A new report by the Anti-Defamation League (ADL), which aims to stop the defamation of Jews and non-Jews alike, advocating fair treatment for all, has revealed that even though YouTube has removed thousands of extremist videos, there still remains "white supremacist" content that circulates among subsets of users.
According to the study, which evaluated the viewing habits of 915 people, one in every 10 participants viewed at least one video from an extremist channel and two in 10 viewed a video from an “alternative” channel. Alternative channels are ones that “serve as gateways to more extreme forms of content,” the ADL reports in its study.
The study also found that YouTube’s recommendation algorithm showed extremist content to those who had viewed similar content previously.
“Participants often received and sometimes followed recommendations for videos from alternative and extremist channels, especially on videos from those channels,” the study found.
For example, users who viewed extremist content on YouTube were recommended other similar videos to watch almost 30% of the time. In addition, almost all of the 9% of users who watch a video from extremist channels also viewed videos on alternative channels as well.
The report also found identified 322 “alternative” channels and 290 “extremist or white supremacist” channels on YouTube. Among both alternative and extremist channels, 515 were still active as of the end of January.
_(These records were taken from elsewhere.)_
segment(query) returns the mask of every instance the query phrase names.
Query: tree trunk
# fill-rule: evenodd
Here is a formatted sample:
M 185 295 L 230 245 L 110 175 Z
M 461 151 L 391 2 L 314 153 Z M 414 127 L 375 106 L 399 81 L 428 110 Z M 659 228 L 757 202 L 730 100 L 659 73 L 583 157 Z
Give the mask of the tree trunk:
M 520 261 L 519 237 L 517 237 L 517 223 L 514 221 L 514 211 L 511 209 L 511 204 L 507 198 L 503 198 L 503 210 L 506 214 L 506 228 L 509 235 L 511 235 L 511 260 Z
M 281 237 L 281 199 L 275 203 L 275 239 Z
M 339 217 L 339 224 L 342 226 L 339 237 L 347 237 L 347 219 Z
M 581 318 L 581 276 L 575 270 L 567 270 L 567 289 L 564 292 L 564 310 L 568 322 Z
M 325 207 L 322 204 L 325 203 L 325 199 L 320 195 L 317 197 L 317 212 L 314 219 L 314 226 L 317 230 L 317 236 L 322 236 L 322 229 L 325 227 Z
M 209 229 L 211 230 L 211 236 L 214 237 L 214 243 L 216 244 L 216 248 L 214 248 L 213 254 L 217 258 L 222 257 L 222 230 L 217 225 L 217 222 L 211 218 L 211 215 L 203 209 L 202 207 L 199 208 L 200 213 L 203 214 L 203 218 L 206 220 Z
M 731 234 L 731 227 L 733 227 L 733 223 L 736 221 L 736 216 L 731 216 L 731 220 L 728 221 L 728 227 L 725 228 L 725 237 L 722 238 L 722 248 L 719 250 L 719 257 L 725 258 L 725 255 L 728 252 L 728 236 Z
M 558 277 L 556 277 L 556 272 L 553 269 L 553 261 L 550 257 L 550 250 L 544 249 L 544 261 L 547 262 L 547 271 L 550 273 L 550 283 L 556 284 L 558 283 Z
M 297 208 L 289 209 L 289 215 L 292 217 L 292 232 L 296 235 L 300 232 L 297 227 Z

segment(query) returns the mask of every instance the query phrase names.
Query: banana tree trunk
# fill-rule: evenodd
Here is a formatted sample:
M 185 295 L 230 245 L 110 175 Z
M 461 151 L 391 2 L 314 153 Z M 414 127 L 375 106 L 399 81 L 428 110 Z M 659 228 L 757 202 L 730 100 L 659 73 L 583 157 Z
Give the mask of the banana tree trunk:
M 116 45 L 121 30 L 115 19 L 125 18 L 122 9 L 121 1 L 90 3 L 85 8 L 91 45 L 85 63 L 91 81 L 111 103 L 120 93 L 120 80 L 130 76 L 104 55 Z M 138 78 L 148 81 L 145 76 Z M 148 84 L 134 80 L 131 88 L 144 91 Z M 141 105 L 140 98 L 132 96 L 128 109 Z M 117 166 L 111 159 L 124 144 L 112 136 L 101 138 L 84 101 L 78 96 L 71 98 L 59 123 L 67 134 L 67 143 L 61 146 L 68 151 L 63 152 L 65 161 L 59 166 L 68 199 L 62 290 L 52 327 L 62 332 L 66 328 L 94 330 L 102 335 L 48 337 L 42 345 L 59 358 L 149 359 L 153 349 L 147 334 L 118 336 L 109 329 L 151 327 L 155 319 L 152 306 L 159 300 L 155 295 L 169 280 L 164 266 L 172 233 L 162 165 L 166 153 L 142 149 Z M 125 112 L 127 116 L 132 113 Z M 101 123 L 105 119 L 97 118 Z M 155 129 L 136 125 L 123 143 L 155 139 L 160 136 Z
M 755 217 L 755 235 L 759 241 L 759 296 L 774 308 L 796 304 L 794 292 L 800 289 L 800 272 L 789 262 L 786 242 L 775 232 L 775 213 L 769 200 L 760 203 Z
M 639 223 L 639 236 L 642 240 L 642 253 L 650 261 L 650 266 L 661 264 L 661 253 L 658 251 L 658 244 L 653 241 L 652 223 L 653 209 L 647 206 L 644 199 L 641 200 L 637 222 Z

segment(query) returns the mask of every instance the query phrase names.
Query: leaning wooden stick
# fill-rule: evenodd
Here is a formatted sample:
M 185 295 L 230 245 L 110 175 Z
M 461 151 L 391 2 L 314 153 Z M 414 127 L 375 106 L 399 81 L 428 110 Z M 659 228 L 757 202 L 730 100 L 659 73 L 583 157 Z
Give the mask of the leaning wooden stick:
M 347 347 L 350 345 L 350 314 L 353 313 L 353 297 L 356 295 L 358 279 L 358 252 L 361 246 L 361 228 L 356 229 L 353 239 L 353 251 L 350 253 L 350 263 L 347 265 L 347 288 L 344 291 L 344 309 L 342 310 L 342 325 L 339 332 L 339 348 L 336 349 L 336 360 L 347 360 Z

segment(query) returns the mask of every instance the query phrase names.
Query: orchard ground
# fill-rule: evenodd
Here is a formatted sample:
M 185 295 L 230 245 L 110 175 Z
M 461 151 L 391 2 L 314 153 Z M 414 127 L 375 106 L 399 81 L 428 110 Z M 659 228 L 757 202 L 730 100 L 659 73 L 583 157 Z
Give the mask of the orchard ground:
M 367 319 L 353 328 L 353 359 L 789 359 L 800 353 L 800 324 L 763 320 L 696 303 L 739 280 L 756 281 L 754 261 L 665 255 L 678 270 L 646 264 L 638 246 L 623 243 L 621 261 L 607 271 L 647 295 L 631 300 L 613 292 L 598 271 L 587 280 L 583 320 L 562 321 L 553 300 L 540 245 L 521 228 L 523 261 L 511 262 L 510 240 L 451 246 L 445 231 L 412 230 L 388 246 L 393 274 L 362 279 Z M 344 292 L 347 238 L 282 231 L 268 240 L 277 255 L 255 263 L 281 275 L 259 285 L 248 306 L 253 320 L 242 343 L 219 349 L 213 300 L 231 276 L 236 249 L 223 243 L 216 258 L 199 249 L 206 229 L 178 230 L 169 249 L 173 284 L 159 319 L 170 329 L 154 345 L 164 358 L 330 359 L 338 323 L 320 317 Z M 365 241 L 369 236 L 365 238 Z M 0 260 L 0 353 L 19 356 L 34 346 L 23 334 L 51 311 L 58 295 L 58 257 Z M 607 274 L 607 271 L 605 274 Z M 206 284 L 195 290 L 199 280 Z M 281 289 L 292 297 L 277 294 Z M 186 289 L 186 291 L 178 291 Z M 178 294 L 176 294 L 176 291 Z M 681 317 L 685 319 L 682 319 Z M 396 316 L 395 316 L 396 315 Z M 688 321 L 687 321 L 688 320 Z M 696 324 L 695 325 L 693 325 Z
“Despite the recent changes that YouTube has made, our findings indicate that far too many people are still being exposed to extremist ideas on the platform,” Brendan Nyhan, an author on the report and professor of government at Dartmouth College, said in a statement.
In a separate statement, YouTube defended how it has dealt with extremist content.
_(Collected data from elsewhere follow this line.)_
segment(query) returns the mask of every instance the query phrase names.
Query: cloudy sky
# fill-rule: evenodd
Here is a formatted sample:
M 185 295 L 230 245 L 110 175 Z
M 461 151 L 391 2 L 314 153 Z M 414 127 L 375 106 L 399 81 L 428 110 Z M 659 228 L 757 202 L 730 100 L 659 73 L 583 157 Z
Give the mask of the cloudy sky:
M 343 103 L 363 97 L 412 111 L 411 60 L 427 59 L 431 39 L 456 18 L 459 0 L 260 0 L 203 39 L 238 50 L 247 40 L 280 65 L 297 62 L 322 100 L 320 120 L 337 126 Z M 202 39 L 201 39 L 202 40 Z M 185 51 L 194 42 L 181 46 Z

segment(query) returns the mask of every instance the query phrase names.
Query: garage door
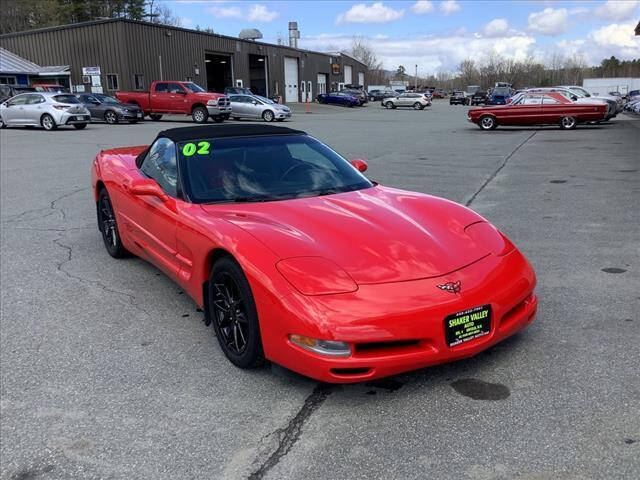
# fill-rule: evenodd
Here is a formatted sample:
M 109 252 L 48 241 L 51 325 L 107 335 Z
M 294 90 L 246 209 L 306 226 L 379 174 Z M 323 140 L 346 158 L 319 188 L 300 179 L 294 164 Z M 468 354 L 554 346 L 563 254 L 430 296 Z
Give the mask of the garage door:
M 358 72 L 358 85 L 364 87 L 364 73 Z
M 298 101 L 298 59 L 284 57 L 284 101 Z
M 346 83 L 347 85 L 351 84 L 351 71 L 351 65 L 344 66 L 344 83 Z
M 321 93 L 327 93 L 327 75 L 324 73 L 318 74 L 318 95 Z

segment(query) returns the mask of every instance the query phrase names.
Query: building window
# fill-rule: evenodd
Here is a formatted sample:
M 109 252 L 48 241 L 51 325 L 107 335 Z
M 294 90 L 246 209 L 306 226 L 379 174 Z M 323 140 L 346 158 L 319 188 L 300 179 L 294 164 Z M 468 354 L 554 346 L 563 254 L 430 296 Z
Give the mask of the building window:
M 185 82 L 193 82 L 193 77 L 184 77 Z
M 107 73 L 107 90 L 119 90 L 118 75 L 115 73 Z
M 0 84 L 2 85 L 15 85 L 16 77 L 0 77 Z
M 135 90 L 144 90 L 144 75 L 141 73 L 133 75 L 133 87 Z

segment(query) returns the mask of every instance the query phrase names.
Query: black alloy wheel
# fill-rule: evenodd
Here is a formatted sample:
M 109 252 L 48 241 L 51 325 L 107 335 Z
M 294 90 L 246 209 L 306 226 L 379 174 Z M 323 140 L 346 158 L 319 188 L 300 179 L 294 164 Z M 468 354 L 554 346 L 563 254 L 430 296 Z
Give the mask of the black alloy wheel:
M 40 119 L 40 124 L 42 125 L 42 128 L 49 131 L 55 130 L 56 128 L 58 128 L 58 125 L 56 125 L 56 121 L 48 113 L 45 113 L 42 116 L 42 118 Z
M 414 110 L 422 110 L 424 107 L 422 106 L 422 104 L 420 102 L 416 102 L 413 104 L 413 109 Z
M 158 113 L 150 113 L 149 114 L 149 118 L 151 120 L 153 120 L 154 122 L 157 122 L 158 120 L 160 120 L 162 118 L 162 115 L 160 115 Z
M 262 119 L 265 122 L 273 122 L 275 118 L 276 116 L 273 114 L 271 110 L 265 110 L 264 112 L 262 112 Z
M 87 128 L 87 124 L 86 123 L 74 123 L 73 124 L 73 128 L 75 128 L 76 130 L 84 130 L 85 128 Z
M 102 233 L 102 240 L 109 255 L 113 258 L 124 258 L 129 256 L 129 252 L 122 245 L 118 224 L 116 223 L 116 213 L 111 204 L 111 198 L 106 188 L 100 191 L 98 197 L 98 229 Z
M 264 361 L 253 295 L 240 266 L 231 258 L 216 261 L 209 279 L 209 313 L 226 357 L 240 368 Z
M 193 109 L 191 116 L 196 123 L 207 123 L 207 120 L 209 120 L 209 111 L 204 107 L 196 107 Z
M 478 120 L 478 126 L 482 130 L 493 130 L 498 126 L 496 118 L 491 115 L 484 115 Z
M 560 128 L 563 130 L 573 130 L 578 125 L 575 117 L 562 117 L 560 119 Z

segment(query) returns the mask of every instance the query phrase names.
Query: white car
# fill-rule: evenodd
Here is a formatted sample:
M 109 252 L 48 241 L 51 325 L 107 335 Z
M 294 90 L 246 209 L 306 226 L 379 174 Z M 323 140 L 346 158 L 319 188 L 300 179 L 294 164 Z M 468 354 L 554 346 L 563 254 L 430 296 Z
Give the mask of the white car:
M 424 93 L 401 93 L 397 97 L 385 98 L 382 105 L 387 109 L 412 107 L 414 110 L 422 110 L 431 106 L 431 97 Z
M 291 109 L 260 95 L 231 94 L 231 117 L 234 120 L 240 118 L 262 118 L 265 122 L 277 120 L 282 122 L 291 118 Z
M 55 130 L 73 125 L 82 130 L 90 120 L 89 110 L 69 93 L 22 93 L 0 105 L 0 128 L 32 126 Z
M 585 95 L 580 87 L 580 90 L 572 90 L 568 87 L 541 87 L 541 88 L 530 88 L 529 90 L 525 90 L 527 93 L 544 93 L 544 92 L 558 92 L 568 98 L 569 100 L 576 103 L 606 103 L 607 104 L 607 112 L 605 116 L 605 120 L 611 120 L 618 114 L 618 104 L 615 100 L 600 98 L 600 97 L 592 97 L 589 95 L 589 92 L 586 92 Z M 522 92 L 521 92 L 522 93 Z M 515 97 L 513 97 L 513 101 L 515 101 Z
M 622 97 L 618 97 L 616 95 L 609 95 L 608 93 L 589 93 L 588 90 L 584 89 L 583 87 L 579 87 L 577 85 L 568 85 L 568 86 L 562 86 L 562 88 L 568 88 L 569 90 L 571 90 L 572 92 L 578 94 L 578 96 L 580 97 L 587 97 L 587 98 L 596 98 L 599 100 L 605 100 L 607 102 L 615 102 L 616 103 L 616 113 L 620 113 L 622 111 L 622 108 L 624 107 L 624 101 L 622 99 Z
“We have clear policies that prohibit hate speech and harassment on YouTube, and terminated over 235,000 channels in the last quarter for violating those policies,” the company said in a statement, the Hill reported.
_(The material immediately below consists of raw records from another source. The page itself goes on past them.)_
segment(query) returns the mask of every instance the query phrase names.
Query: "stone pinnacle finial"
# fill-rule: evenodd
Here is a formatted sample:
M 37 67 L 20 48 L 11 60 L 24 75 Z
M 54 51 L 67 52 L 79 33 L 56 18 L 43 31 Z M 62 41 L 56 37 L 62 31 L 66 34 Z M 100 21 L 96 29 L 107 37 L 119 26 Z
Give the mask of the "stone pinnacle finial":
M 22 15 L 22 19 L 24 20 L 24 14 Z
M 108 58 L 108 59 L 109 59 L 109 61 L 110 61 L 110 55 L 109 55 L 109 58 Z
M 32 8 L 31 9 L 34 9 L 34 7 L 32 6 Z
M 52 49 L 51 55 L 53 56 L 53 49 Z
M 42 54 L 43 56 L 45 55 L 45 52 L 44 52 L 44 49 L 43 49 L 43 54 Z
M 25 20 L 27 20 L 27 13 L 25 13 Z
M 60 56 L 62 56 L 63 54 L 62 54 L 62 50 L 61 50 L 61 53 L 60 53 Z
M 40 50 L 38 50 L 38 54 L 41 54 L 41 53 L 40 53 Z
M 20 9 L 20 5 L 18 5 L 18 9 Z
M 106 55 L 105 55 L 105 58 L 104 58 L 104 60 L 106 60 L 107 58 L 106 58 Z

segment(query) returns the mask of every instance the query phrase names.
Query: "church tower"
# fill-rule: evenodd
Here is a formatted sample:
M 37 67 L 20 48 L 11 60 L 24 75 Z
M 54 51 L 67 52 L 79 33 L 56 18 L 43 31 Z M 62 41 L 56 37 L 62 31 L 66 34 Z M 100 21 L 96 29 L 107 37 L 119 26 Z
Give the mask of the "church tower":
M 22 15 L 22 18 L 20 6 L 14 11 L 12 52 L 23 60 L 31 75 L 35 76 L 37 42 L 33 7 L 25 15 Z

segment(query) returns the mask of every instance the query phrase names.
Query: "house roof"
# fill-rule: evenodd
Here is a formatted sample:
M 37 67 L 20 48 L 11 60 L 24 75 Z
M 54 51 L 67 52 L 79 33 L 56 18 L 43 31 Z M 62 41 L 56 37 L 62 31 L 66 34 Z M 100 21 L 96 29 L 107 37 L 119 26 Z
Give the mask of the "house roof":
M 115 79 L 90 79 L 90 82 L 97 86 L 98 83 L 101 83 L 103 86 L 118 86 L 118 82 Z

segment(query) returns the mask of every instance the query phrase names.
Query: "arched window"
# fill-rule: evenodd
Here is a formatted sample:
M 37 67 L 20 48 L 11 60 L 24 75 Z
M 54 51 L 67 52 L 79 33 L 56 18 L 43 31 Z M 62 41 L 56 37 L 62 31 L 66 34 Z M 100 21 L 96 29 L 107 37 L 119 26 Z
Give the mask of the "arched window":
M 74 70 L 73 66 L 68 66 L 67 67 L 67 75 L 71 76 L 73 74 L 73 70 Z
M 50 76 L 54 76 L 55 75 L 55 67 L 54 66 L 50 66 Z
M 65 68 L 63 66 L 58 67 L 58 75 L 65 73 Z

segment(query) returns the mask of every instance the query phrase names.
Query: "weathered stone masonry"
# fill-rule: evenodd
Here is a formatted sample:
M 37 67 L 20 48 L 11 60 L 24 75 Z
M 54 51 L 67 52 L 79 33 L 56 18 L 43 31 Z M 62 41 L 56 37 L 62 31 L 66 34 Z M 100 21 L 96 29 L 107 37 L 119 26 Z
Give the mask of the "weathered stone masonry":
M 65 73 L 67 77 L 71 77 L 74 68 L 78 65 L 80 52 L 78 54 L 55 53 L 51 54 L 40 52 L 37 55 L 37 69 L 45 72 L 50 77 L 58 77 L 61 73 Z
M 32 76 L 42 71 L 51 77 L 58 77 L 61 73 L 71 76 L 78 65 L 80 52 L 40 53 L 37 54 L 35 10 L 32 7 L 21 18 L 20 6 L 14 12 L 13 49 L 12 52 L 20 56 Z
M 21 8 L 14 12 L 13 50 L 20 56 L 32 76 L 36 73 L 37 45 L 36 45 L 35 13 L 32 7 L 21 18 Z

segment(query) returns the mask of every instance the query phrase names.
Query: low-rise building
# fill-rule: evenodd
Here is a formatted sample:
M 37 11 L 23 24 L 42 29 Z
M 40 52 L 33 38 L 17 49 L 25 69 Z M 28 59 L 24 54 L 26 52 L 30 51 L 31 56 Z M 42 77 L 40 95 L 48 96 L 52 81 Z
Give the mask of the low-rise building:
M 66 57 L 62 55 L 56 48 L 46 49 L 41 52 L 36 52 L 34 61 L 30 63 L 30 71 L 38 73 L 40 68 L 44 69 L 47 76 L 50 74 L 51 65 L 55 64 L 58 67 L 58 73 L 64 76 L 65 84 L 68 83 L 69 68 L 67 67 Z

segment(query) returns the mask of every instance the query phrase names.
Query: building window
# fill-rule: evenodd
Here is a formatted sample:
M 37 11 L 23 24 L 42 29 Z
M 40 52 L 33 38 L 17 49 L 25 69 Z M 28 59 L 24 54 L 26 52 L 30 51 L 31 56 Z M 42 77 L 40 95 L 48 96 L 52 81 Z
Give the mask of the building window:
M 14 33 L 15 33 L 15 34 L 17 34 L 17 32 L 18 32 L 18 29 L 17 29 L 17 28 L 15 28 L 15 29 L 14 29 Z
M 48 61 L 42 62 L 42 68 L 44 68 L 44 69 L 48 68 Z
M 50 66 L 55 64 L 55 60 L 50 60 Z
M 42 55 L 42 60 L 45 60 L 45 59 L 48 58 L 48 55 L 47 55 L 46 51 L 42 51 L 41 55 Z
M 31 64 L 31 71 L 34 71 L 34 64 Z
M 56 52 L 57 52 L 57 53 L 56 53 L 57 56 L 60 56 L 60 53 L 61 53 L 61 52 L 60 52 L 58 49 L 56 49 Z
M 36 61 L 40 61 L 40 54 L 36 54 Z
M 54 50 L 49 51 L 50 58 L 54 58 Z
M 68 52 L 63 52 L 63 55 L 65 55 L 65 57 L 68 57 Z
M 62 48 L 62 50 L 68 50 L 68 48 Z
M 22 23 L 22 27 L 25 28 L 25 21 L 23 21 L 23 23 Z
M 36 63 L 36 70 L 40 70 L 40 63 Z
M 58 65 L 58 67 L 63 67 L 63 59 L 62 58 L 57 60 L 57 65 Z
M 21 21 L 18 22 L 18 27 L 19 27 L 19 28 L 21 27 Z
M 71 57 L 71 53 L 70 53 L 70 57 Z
“Beyond removing content, since 2019 we’ve also limited the reach of content that does not violate our policies but brushes up against the line, by making sure our systems are not widely recommending it to those not seeking it. We welcome more research on this front, but views this type of content gets from recommendations has dropped by over 70% in the US, and as other researchers have noted, our systems often point to authoritative content,” the company added.
ADL CEO Jonathan Greenblatt noted, however, that YouTube has not done enough to prevent the dissemination of extremist content.
“It is far too easy for individuals interested in extremist content to find what they are looking for on YouTube over and over again,” Greenblatt said in a statement obtained by the Hill. “Tech platforms including YouTube must take further action to ensure that extremist content is scrubbed from their platforms, and if they do not, then they should be held accountable when their systems, built to engage users, actually amplify dangerous content that leads to violence,” he added.